Automated Workflow
This document presents the VASP-based workflow depicted in the figure below.
VASP-based workflow.
Workflow stages
1. Structure generation
Start from structures in the initial_structures directory and generate hypothetical structures:
Perform elemental substitution: the elements in each initial structure are replaced with the target elements under investigation.
Cover atomic arrangements by enumerating (or randomly shuffling) the order of substituted elements (i.e., all permutations for the given system).
Apply lattice scaling (typically from 0.94 to 1.06) to span realistic bond-length variations, since optimal bond lengths for the new elements may differ from the original structure.

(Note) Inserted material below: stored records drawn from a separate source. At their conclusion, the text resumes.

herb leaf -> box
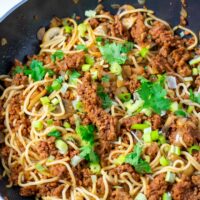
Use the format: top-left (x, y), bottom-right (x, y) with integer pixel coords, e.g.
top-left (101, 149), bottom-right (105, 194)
top-left (125, 143), bottom-right (151, 174)
top-left (51, 50), bottom-right (64, 62)
top-left (24, 60), bottom-right (46, 81)
top-left (97, 86), bottom-right (112, 109)
top-left (101, 75), bottom-right (110, 83)
top-left (189, 89), bottom-right (200, 104)
top-left (80, 145), bottom-right (99, 163)
top-left (76, 124), bottom-right (95, 144)
top-left (138, 79), bottom-right (171, 114)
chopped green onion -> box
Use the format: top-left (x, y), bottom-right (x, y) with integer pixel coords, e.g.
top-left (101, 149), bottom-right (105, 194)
top-left (192, 68), bottom-right (199, 76)
top-left (170, 101), bottom-right (178, 112)
top-left (160, 156), bottom-right (169, 166)
top-left (64, 25), bottom-right (73, 33)
top-left (158, 135), bottom-right (166, 144)
top-left (162, 192), bottom-right (172, 200)
top-left (48, 104), bottom-right (56, 112)
top-left (47, 130), bottom-right (62, 138)
top-left (81, 64), bottom-right (91, 72)
top-left (124, 99), bottom-right (144, 115)
top-left (114, 155), bottom-right (126, 165)
top-left (47, 155), bottom-right (55, 163)
top-left (76, 44), bottom-right (87, 51)
top-left (63, 122), bottom-right (71, 128)
top-left (96, 37), bottom-right (103, 42)
top-left (142, 127), bottom-right (152, 143)
top-left (51, 97), bottom-right (60, 106)
top-left (85, 10), bottom-right (96, 17)
top-left (140, 47), bottom-right (149, 58)
top-left (174, 109), bottom-right (187, 117)
top-left (51, 79), bottom-right (62, 91)
top-left (170, 145), bottom-right (181, 156)
top-left (151, 130), bottom-right (159, 141)
top-left (135, 193), bottom-right (147, 200)
top-left (33, 121), bottom-right (43, 131)
top-left (55, 139), bottom-right (68, 154)
top-left (40, 96), bottom-right (50, 106)
top-left (70, 155), bottom-right (83, 167)
top-left (110, 62), bottom-right (122, 75)
top-left (188, 145), bottom-right (200, 154)
top-left (189, 56), bottom-right (200, 65)
top-left (46, 119), bottom-right (53, 126)
top-left (165, 171), bottom-right (176, 183)
top-left (131, 124), bottom-right (149, 130)
top-left (90, 70), bottom-right (98, 80)
top-left (187, 106), bottom-right (194, 114)
top-left (90, 163), bottom-right (101, 174)
top-left (78, 23), bottom-right (87, 37)
top-left (85, 55), bottom-right (95, 65)
top-left (118, 93), bottom-right (131, 103)
top-left (144, 155), bottom-right (151, 163)
top-left (141, 108), bottom-right (152, 117)
top-left (35, 163), bottom-right (46, 172)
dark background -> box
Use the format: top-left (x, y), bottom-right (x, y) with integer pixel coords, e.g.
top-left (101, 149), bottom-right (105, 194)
top-left (0, 0), bottom-right (200, 200)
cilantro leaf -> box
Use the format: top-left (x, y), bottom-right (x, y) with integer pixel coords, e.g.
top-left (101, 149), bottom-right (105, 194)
top-left (174, 109), bottom-right (187, 117)
top-left (101, 75), bottom-right (110, 82)
top-left (76, 44), bottom-right (87, 51)
top-left (51, 50), bottom-right (64, 62)
top-left (67, 70), bottom-right (81, 84)
top-left (80, 145), bottom-right (99, 163)
top-left (13, 66), bottom-right (24, 75)
top-left (97, 86), bottom-right (112, 109)
top-left (24, 60), bottom-right (46, 81)
top-left (138, 79), bottom-right (171, 114)
top-left (99, 43), bottom-right (127, 64)
top-left (76, 124), bottom-right (95, 144)
top-left (125, 143), bottom-right (151, 174)
top-left (189, 89), bottom-right (200, 104)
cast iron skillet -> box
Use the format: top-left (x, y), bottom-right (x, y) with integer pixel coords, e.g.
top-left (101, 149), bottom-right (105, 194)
top-left (0, 0), bottom-right (200, 200)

The cross-product of element orderings and scale factors yields many variants: - Ternary: 30 variants per initial structure. - Quaternary: 24 possible orderings.
Inputs
Elements (e.g., Na, B, C) specified via JSON config
Structure templates specified via JSON config
Outputs
Hypothetical structures
Parsl executor: GENERATE_EXECUTOR_LABEL
2. CGCNN-based structure screening
Evaluate all generated structures with a Crystal Graph Convolutional Neural Network (CGCNN) to predict formation energies efficiently.
Select structures with low predicted formation energy as promising candidates, reducing the cost of subsequent first-principles calculations.
Inputs
Hypothetical structures
CGCNN-specific parameters (e.g., batch size) configurable via JSON config
Outputs
Predicted formation energies
Parsl executor: CGCNN_EXECUTOR_LABEL
3. Removal of similar structures
Identify and remove duplicates or near-duplicates using a structural-similarity threshold. First, candidates are sorted by predicted formation energy, and basic filters (an energy cutoff, optional element-fraction limits, and a maximum-atoms limit) are applied. To identify unique crystal structures, we then group the remaining candidates by their reduced composition. Within each group, the structures are processed from lowest to highest formation energy. A structure is kept for subsequent DFT calculation only if it does not match any previously kept structure from that group, as determined by the
pymatgen.analysis.structure_matcher.StructureMatcherclass.The deduplication step ensures that only non-equivalent structures are retained, typically narrowing the set to a manageable number (e.g., 1,000–5,000 structures) for detailed study.
Inputs
Structures with associated predicted formation energies
Formation energy threshold (configurable via JSON config)
Outputs
Structural similarity scores used to further filter the structures
Parsl executor: SELECT_EXECUTOR_LABEL
4. DFT calculations (relaxation and energy)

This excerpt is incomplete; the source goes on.